Robert Wiley, a psychology professor at the University of North Carolina at Greensboro, whose research focuses on how the brain processes written language, emphasizes that “Handwriting itself really does matter.” He clarifies that this doesn’t imply illiteracy for those who type, but rather that “some children will have a harder time learning because they’re missing that practice.” Wiley also points out that the push for more STEM education over the past two decades has sometimes come at the expense of penmanship instruction. Yet, he argues, it is a mistake to view writing as unnecessary for STEM fields. Mathematicians need to jot down problems, and scientists require the ability to take notes in the lab. While these tasks can be digitized, they still demand fundamental communication skills. “Science, technology—we don’t proceed in those things without reading and writing,” he asserts.

Even if adequate handwriting skills are acquired in elementary school, they can be lost. Over-reliance on keyboards can lead to “character amnesia,” a phenomenon where individuals forget how to physically draw letters if they spend more time typing them. This is particularly common for Chinese speakers who often use keyboard alphabets to spell out phonetics and then select characters from a digital list. A 2021 study in China found that “character amnesia occurs for about 42 percent of characters and about 6 percent of the time for university students,” underscoring the adage: if you don’t use it, you lose it.

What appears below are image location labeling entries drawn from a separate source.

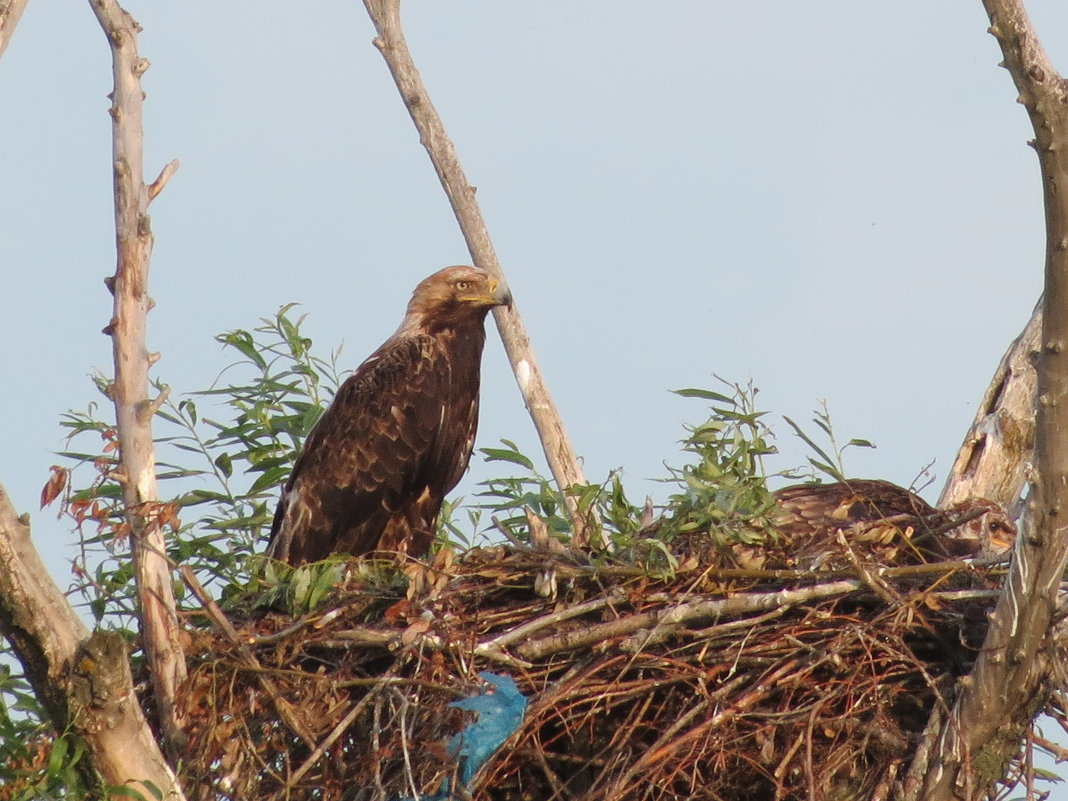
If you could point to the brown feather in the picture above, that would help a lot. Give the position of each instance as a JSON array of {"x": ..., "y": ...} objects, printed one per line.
[
  {"x": 398, "y": 435},
  {"x": 883, "y": 520}
]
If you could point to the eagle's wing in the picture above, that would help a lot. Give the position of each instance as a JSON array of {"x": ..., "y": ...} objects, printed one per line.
[{"x": 366, "y": 457}]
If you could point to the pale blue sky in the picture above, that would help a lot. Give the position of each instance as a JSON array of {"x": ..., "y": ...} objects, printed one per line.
[{"x": 833, "y": 199}]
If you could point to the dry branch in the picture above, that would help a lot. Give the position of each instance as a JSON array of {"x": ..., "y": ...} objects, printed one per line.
[
  {"x": 1010, "y": 677},
  {"x": 134, "y": 409},
  {"x": 82, "y": 681},
  {"x": 560, "y": 455},
  {"x": 639, "y": 688},
  {"x": 996, "y": 457},
  {"x": 10, "y": 12}
]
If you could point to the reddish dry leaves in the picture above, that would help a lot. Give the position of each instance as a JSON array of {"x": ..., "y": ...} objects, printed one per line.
[{"x": 56, "y": 484}]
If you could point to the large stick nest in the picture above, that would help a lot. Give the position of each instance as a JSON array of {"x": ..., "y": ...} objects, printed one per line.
[{"x": 711, "y": 684}]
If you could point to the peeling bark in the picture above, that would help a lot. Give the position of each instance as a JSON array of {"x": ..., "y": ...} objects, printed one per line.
[
  {"x": 134, "y": 409},
  {"x": 83, "y": 681},
  {"x": 1009, "y": 682}
]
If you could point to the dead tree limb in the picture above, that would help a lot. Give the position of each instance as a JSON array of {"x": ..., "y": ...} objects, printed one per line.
[
  {"x": 560, "y": 455},
  {"x": 82, "y": 681},
  {"x": 1007, "y": 686},
  {"x": 10, "y": 12},
  {"x": 134, "y": 408},
  {"x": 996, "y": 457}
]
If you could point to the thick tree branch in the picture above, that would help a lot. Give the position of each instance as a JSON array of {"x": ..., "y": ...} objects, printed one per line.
[
  {"x": 1007, "y": 685},
  {"x": 134, "y": 409},
  {"x": 386, "y": 15},
  {"x": 10, "y": 12},
  {"x": 996, "y": 457},
  {"x": 83, "y": 681}
]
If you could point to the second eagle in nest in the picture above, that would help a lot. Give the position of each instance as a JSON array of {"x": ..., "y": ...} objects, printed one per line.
[{"x": 820, "y": 523}]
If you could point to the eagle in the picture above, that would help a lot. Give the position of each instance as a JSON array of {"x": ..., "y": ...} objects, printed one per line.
[
  {"x": 398, "y": 435},
  {"x": 888, "y": 521}
]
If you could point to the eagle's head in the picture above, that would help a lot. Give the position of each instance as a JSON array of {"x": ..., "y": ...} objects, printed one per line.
[{"x": 455, "y": 296}]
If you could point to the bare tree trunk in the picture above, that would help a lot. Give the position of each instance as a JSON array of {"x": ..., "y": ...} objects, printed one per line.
[
  {"x": 996, "y": 458},
  {"x": 1007, "y": 686},
  {"x": 134, "y": 409},
  {"x": 386, "y": 15},
  {"x": 83, "y": 681},
  {"x": 10, "y": 12}
]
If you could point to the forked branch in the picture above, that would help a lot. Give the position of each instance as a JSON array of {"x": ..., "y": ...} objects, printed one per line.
[
  {"x": 1008, "y": 684},
  {"x": 10, "y": 12},
  {"x": 560, "y": 455},
  {"x": 83, "y": 681},
  {"x": 134, "y": 408}
]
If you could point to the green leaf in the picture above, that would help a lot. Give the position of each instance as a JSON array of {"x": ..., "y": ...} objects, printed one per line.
[
  {"x": 225, "y": 464},
  {"x": 705, "y": 394},
  {"x": 499, "y": 454}
]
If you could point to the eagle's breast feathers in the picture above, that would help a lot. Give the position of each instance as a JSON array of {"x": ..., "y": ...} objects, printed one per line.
[{"x": 375, "y": 469}]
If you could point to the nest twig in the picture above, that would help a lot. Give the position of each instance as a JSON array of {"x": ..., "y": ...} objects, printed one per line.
[{"x": 709, "y": 685}]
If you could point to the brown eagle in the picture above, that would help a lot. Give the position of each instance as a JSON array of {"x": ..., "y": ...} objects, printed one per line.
[
  {"x": 398, "y": 435},
  {"x": 888, "y": 521}
]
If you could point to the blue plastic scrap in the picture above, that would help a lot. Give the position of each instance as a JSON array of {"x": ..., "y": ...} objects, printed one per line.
[{"x": 500, "y": 716}]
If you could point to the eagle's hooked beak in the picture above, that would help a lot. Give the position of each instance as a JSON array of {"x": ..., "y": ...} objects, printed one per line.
[{"x": 499, "y": 293}]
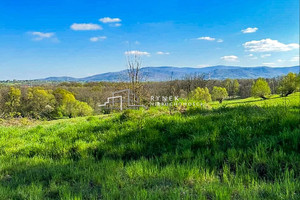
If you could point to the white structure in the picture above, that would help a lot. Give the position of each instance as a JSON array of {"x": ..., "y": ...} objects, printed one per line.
[{"x": 128, "y": 100}]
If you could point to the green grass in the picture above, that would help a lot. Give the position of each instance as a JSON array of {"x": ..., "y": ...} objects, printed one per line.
[{"x": 244, "y": 149}]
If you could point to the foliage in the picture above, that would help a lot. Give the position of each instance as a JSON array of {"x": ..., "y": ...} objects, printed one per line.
[
  {"x": 40, "y": 103},
  {"x": 240, "y": 152},
  {"x": 219, "y": 93},
  {"x": 201, "y": 94},
  {"x": 260, "y": 88},
  {"x": 289, "y": 84},
  {"x": 12, "y": 101},
  {"x": 67, "y": 105},
  {"x": 232, "y": 87}
]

Paradoxically, the very technology that hastened handwriting’s decline might also be its unexpected savior: artificial intelligence. As students increasingly leverage large language models to outsource critical thinking, schools and universities are scrambling to find effective ways to prevent plagiarism and cheating. Five semesters after ChatGPT disrupted education, university professors are reportedly considering a return to longhand tests. Sales of “blue books”—the traditional notebooks used for college exams—are seeing an uptick, according to a report in The Wall Street Journal. In-person handwriting may soon become one of the few reliable methods for a student to prove their work is genuinely human, not generated by a bot.

However, reverting to blue books presents its own set of challenges, many of which were supposedly resolved by allowing students to type. Anne Trubek, author of The History and Uncertain Future of Handwriting, expresses concern that professors might unfairly penalize students with less-than-perfect penmanship, regardless of the soundness of their arguments. “It becomes discriminatory or whatever term you want to use toward people with poor handwriting,” Trubek states. “It doesn’t have to do with your cognitive ability. It has nothing to do with your ability to think about the fall of Rome.”

Therein lies the core dilemma. When so much cognitive effort can be offloaded to AI, going analog appears to be one of the few remaining ways to truly test comprehension, even if fairness concerns arise. Just as previous technologies like graphing calculators forced teachers to require students to “show their work” longhand, handwriting is poised to once again provide tangible proof of understanding in an age where machines can mimic human thought. As AI further infiltrates academic work, handwriting won’t die; rather, it will provide, once again, proof of life.